Erano trascorsi ormai parecchi anni da quella volta in cui avevo visto Lorenzo cadere su quello stesso campo.

Da allora però, non avevo mai smesso di rivedere di fronte a me quella scena.

Ogni volta che vedevo Lorenzo vicino ad una porta da calcio, che fosse a San Siro come nel campo in cui portava Mattia per giocare, rivivevo quella maledetta sera.

Per me non era più stato lo stesso: il calcio ai miei occhi si era trasformato... e forse anche a quelli di Lorenzo.

Lui non aveva mai più parlato di quell'incidente... forse lui stesso provava qualcosa nel ritrovarsi in campo dopo quello che gli era successo, solo che non lo aveva mai detto, ne a me, ne a nessun altro.

Mattia, dal canto suo, era cresciuto, ed era diventato un bambino meraviglioso.

Come già previsto, trascorse assai poco tempo prima che, dopo aver imparato a camminare, iniziasse a portarsi ovunque un pallone da calcio.

Come avrebbe potuto essere il contrario?

Assomigliava in tutto e per tutto a Lorenzo, sia nel carattere sia nell'aspetto: anche lui, come il padre, aveva sulla testa una meravigliosa chioma di capelli biondi, e degli occhi azzurri come l'oceano, che in futuro avrebbero sicuramente fatto cadere in ginocchio schiere di ragazze.

Era incredibile come il tempo fosse passato: troppo in fretta, da molti punti di vista.

Mi sembrava il giorno prima quando potevo tenere in braccio Mattia, quando lo portavo in giro per Milano in passeggino.

Da un lato mi mancavano un po' quei giorni, però dall'altro era bellissimo vederlo crescere.

In realtà aveva preso anche molti lati del mio carattere: amava leggere come me, era anche studioso come me, e, inoltre, era persino permaloso come la sottoscritta.

Mattia era il miscuglio perfetto tra le nostre personalità.

Come gli anni passavano per nostro figlio, però, passavano anche per noi.

Io avevo continuato a lavorare come architetto nel mio studio nel centro di Milano, dividendo il mio tempo tra carriera e casa.

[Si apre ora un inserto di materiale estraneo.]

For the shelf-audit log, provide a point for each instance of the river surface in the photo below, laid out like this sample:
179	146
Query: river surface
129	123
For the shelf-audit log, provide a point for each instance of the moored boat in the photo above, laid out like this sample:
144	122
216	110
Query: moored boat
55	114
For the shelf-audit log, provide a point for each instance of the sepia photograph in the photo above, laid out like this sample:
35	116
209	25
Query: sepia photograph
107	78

Inizialmente era stata dura conciliare entrambe le cose, ma alla fine ci avevo fatto l'abitudine, e nulla avrebbe potuto fermarmi.

Lorenzo invece, dopo l'incidente era stato lontano dai campi da calcio per parecchi mesi ma, dopo una consistente riabilitazione, era ritornato più forte di prima.

I suoi compagni lo avevano riaccolto in squadra come un fratello e, anche nei mesi in cui non giocava, erano praticamente sempre  a casa nostra per accertarsi che non gli mancasse niente.

In quei mesi feci anche amicizia con molti di loro:  ormai mi ero abituata ad averli sempre in giro per casa.

Si sa però, che raggiunto un certo limite d'età, per ogni sportivo, giunge il momento del ritiro.

Ed era proprio quello il motivo per cui mi trovavo a San Siro, con Mattia scalpitante al mio fianco: quella sarebbe stata l'ultima partita di Lorenzo.

Dal giorno seguente non sarebbe più stato un calciatore: sarebbe stato parte della storia indelebile di questo sport.

Ero triste.

Il ritiro di Lorenzo era sinonimo che gli anni erano trascorsi, senza troppi complimenti.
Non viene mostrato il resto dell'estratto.